How Not To Trade The Bear

There is no trading the bear market, forget trading entirely.

You need a completely different mindset, that could not be any further from that of a daytrader’s.

To thrive in the bear, you need to learn

  • position initiation
  • location of check points
  • hedging

If you look back the last 2 posts, you already have a good idea for where to initiate holdings: as close as possible to Mr. Maroon, but a cross beyond E32, sometimes even an approach would do nicely.

I would suggest scaling in to try to obtain the best average price and your required size.

Now comes the roller coaster.

You need to have and to hold shorts accumulated and with the wave structure in mind, you sit back and wait. Wait for check point 2 and check point 3.

Once the price is comfortable at CP2, you can bring your stop loss down to the top of CP1, or alternatively you could have a counter long – hedge initiated at that level with a smart trail stop this is the bear-roller-coaster-hedge option.

Once the price gets comfortable with the CP3 zone, you can move your stop / hedge long stop to the top of CP zone 2.

Consider lightening up on your shorts in the CO zone 3 if price made it there.
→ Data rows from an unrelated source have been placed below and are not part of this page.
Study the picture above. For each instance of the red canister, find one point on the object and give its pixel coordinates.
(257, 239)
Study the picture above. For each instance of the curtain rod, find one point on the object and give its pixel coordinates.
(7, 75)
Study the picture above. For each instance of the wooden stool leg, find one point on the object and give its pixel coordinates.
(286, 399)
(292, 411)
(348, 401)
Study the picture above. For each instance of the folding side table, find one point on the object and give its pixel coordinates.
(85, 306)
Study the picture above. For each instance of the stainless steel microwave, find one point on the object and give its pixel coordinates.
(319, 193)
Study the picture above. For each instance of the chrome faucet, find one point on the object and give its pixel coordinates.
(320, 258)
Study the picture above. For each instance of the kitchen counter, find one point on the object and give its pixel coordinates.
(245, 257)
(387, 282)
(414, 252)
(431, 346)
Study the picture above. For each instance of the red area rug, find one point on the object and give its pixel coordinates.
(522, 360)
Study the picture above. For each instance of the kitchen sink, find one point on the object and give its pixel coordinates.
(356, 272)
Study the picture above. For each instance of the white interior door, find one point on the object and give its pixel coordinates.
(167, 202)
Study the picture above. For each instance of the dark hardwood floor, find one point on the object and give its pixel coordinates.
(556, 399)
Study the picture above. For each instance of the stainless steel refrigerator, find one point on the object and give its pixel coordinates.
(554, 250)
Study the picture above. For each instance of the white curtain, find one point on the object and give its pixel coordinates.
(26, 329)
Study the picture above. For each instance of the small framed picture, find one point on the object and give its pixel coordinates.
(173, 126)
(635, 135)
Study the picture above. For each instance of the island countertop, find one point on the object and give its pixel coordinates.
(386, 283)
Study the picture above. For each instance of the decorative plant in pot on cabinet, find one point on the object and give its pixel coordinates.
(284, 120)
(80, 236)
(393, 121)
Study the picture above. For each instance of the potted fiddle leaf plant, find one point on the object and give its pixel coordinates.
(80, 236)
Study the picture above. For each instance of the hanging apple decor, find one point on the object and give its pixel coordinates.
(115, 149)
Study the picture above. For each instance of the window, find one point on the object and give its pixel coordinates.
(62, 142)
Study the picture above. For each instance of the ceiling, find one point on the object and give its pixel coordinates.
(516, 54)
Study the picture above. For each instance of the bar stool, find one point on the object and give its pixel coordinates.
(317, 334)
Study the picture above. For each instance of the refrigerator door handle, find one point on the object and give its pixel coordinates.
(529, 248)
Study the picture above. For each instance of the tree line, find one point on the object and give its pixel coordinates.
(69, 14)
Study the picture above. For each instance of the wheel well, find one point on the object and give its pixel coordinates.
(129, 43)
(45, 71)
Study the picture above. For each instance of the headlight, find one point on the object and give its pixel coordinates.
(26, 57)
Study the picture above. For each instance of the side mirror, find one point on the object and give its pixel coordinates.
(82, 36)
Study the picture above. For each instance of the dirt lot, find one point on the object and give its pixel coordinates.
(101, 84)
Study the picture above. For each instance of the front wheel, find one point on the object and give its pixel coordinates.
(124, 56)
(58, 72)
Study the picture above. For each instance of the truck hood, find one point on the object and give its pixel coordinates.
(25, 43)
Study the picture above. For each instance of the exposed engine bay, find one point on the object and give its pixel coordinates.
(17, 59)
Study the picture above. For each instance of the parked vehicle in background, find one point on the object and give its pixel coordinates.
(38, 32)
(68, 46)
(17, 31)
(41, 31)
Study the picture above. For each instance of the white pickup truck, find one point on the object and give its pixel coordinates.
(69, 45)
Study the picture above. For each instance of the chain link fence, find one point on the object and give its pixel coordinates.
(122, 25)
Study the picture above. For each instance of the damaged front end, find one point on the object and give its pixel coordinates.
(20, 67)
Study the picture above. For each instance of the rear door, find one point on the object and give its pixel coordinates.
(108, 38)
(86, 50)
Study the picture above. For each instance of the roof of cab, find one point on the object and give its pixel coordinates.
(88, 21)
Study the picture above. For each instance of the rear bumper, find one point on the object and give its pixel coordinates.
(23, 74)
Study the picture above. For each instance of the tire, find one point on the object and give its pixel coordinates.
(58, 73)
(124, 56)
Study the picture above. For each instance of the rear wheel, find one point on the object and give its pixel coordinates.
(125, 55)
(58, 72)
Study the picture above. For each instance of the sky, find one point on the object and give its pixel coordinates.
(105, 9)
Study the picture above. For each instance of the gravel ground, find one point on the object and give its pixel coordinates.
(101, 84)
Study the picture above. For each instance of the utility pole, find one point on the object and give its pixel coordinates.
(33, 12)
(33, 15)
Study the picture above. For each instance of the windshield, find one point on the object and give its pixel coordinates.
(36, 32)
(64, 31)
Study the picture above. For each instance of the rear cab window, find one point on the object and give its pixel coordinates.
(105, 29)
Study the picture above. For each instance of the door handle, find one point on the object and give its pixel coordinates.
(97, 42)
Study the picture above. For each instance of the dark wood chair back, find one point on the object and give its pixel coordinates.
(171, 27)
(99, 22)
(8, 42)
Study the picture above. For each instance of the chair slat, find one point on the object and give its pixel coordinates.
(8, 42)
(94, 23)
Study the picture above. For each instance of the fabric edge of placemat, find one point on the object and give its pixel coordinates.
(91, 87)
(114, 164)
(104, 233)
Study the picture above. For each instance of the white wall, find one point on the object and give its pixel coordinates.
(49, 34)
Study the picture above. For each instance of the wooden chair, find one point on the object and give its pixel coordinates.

Scale out, just like you scaled id.

The levels are at certain displacements calculated from there is a threat of the Market Breaking away from its shadow (magenta line, white highlights)

CP1 top: Low[i]-FSize/1.5*Point-300*Point

CP2 top: Low[i]-FSize/1.5*Point-760*Point

CP3 top: Low[i]-FSize/1.5*Point-1120*Point

Each and every zone is 20 pips wide. FSize is 32 pips

Sh/As stands for Short/Add to Short (you may increase your size at these levels)

the shadow-separation line is: OverDriveCover[i]=E32[i]-FMax*Point

FMax (fluctuation maximum) is 6/5th of FSize

Where to from here? Back to the Eagle Nest of the Market Makers, Mr. Maroon himself.

Wave structure below

In conclusion, you don’t open naked longs unless price is well into CP3.